Core Concepts
The core message of this work is to propose a self-discovery approach to find interpretable latent directions in the diffusion model's internal representation, which can be leveraged to enhance responsible text-to-image generation, including fair generation, safe generation, and responsible text-enhancing generation.
Abstract
The paper presents a novel self-discovery approach to identify interpretable latent directions in the diffusion model's internal representation, specifically the bottleneck layer of the U-Net architecture. The key highlights are:
The authors demonstrate that the diffusion model's internal representation, particularly the h-space, exhibits semantic structures that can be associated with specific concepts in the generated images. However, existing approaches cannot easily discover latent directions for arbitrary concepts, such as those related to inappropriate content.
The proposed self-discovery method leverages the diffusion model's acquired semantic knowledge to learn a latent vector that effectively represents a given concept. This is achieved by optimizing the latent vector to reconstruct images generated with prompts related to the concept, while using a modified prompt that omits the concept information.

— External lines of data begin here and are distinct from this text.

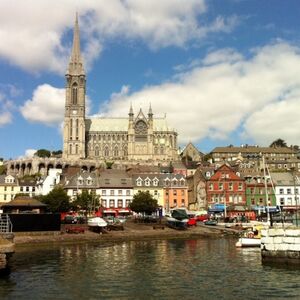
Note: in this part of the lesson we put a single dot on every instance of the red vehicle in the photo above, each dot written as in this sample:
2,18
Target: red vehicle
192,220
202,218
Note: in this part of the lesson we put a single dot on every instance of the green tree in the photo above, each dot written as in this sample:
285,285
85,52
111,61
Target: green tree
2,170
56,153
57,200
143,202
43,153
278,143
87,201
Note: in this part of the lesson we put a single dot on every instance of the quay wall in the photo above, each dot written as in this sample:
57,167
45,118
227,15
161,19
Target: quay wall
7,248
281,245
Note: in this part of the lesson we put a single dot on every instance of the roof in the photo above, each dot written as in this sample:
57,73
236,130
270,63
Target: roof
22,201
253,149
97,124
284,178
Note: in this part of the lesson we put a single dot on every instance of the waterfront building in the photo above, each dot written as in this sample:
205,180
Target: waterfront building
175,191
113,187
287,188
275,157
151,183
256,194
226,187
9,187
197,190
141,137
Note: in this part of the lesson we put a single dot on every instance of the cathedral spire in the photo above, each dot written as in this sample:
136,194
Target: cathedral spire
76,64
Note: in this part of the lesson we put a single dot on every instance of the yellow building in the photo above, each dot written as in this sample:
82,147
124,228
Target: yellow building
151,183
8,188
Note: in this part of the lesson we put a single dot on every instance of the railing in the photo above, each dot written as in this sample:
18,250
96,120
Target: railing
5,224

The discovered latent vectors can be utilized to enhance responsible text-to-image generation in three ways:
a. Fair generation: Sampling from learned concept vectors (e.g., gender) with equal probability to generate images with balanced attributes.
b. Safe generation: Incorporating a safety-related concept vector (e.g., anti-sexual) to suppress the generation of inappropriate content.
c. Responsible text-enhancing generation: Extracting responsible concepts from the text prompt and activating the corresponding learned vectors to reinforce the expression of desired visual features.
Extensive experiments demonstrate the effectiveness of the proposed approach in promoting fairness, safety, and responsible text guidance, outperforming existing methods. The authors also showcase the generalization capability and compositionality of the discovered concept vectors.